An interpretable self-adaptive deep neural network for estimating daily spatially-continuous PM2.5 concentrations across China

Sci Total Environ. 2021 May 10:768:144724. doi: 10.1016/j.scitotenv.2020.144724. Epub 2021 Jan 5.

Abstract

Accurate estimation of daily spatially-continuous PM2.5 (fine particulate matter) concentration is a prerequisite to address environmental public health issues, and satellite-based aerosol optical depth (AOD) products have been widely used to estimate PM2.5 concentrations using statistical-based or machine learning-based models. However, statistical-based models oversimplify the AOD-PM2.5 relationships, whereas complex machine learning technologies ignore the spatiotemporal heterogeneity of the predictors and demonstrate shortage in interpretation. Besides, large AOD data gaps resulting in PM2.5 estimation biases have been seldom imputed in previous studies, especially at national scales. To fill the above research gaps, this study attempts to present a feasible methodology to estimate daily spatially-continuous PM2.5 concentrations in China. The AOD data gaps across China were first imputed via a random forest (RF) model.
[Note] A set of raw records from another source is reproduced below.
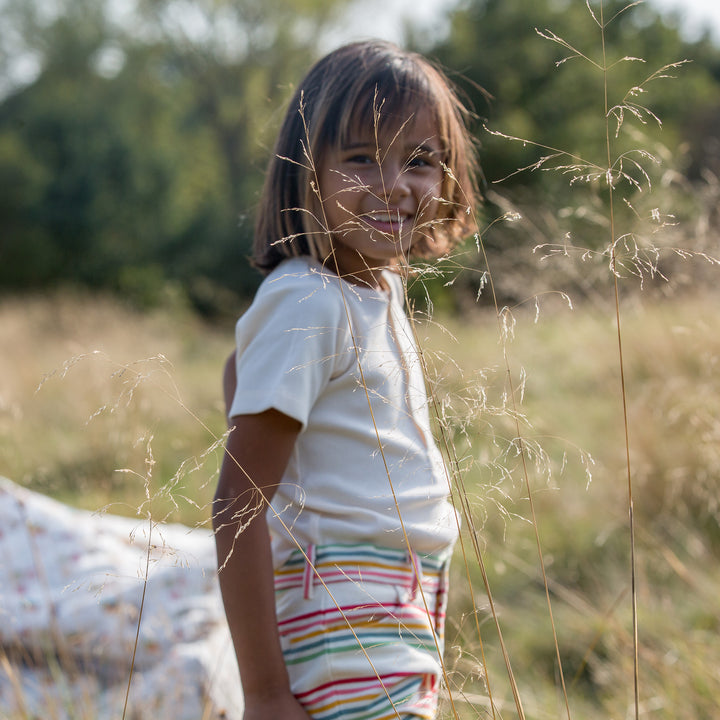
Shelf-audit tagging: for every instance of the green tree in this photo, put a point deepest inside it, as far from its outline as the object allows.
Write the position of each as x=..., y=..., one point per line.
x=135, y=157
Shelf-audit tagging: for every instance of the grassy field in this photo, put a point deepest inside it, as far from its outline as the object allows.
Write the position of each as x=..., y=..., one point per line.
x=104, y=407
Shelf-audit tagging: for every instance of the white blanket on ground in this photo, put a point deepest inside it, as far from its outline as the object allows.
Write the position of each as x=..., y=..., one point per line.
x=71, y=587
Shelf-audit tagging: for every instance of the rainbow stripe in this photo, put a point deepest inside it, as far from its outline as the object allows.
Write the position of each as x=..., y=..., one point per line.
x=332, y=645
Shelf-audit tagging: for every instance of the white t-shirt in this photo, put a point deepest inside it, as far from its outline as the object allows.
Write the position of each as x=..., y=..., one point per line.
x=308, y=346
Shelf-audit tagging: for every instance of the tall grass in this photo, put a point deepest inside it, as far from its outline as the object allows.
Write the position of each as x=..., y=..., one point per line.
x=583, y=436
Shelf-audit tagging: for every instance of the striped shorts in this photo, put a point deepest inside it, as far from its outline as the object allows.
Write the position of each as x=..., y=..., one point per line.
x=361, y=629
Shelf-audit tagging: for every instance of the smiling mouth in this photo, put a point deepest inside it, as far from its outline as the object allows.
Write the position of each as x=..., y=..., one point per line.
x=395, y=220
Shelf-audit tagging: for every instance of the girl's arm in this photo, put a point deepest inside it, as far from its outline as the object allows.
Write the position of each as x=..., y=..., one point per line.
x=257, y=452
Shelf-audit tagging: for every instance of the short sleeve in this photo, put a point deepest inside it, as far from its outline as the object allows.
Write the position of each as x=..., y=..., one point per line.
x=291, y=341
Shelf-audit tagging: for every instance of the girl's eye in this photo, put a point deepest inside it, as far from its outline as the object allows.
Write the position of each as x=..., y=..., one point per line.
x=422, y=160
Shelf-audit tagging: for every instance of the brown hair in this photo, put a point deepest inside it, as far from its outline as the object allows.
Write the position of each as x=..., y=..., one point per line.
x=342, y=90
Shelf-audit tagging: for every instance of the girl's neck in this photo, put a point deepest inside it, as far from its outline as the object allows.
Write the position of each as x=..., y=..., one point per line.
x=360, y=273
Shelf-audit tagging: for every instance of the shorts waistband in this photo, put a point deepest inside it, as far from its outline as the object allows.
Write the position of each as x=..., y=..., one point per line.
x=362, y=563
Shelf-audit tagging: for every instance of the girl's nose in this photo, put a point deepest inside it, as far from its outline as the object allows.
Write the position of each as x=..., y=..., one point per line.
x=396, y=180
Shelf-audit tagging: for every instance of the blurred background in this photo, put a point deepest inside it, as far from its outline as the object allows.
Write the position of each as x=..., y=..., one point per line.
x=133, y=141
x=133, y=135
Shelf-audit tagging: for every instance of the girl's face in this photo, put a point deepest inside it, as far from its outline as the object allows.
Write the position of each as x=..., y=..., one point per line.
x=380, y=193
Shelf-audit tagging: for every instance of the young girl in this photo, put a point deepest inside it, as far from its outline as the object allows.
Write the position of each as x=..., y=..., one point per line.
x=332, y=522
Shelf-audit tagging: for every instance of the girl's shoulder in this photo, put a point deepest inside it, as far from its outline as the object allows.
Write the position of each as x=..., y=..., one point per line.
x=298, y=288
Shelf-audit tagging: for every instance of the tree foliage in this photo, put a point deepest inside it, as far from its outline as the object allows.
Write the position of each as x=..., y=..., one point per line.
x=133, y=159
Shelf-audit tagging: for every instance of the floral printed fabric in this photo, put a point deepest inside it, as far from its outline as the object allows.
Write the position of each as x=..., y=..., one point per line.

Then, an interpretable self-adaptive deep neural network (SADNN) model, incorporating AOD, meteorological and other auxiliary predictors, was developed to estimate daily spatially-continuous PM2.5 concentrations from 2017 to 2018. Five-fold sample (site)-based cross-validation results showed a high accuracy of the SADNN model, with coefficient of determination and root mean square error values equal to 0.86 (0.84) and 13.07 (14.30) μg/m3, respectively, outperforming the standard DNN and the RF model. Furthermore, the SADNN model identified the spatiotemporal patterns of predictor importance, and demonstrated that the boundary layer height, elevation and AOD were the most important predictors both spatially and temporally. And the predictor importance in the Qinghai-Tibet Plateau was different from that in the rest of China. These results enhance our understanding of AOD-PM2.5 relationships and elucidate the estimated PM2.5 datasets with complete coverage are applicable for related air pollution studies and epidemiological cohort studies. Moreover, considering the effective nonlinear model capability and interpretability, the SADNN model is beneficial for not only PM2.5 estimation but also other earth data and scenarios.

Keywords: Aerosol optical depth (AOD); Attention module; Deep learning; Gap-filling; Particulate matter; Predictor importance.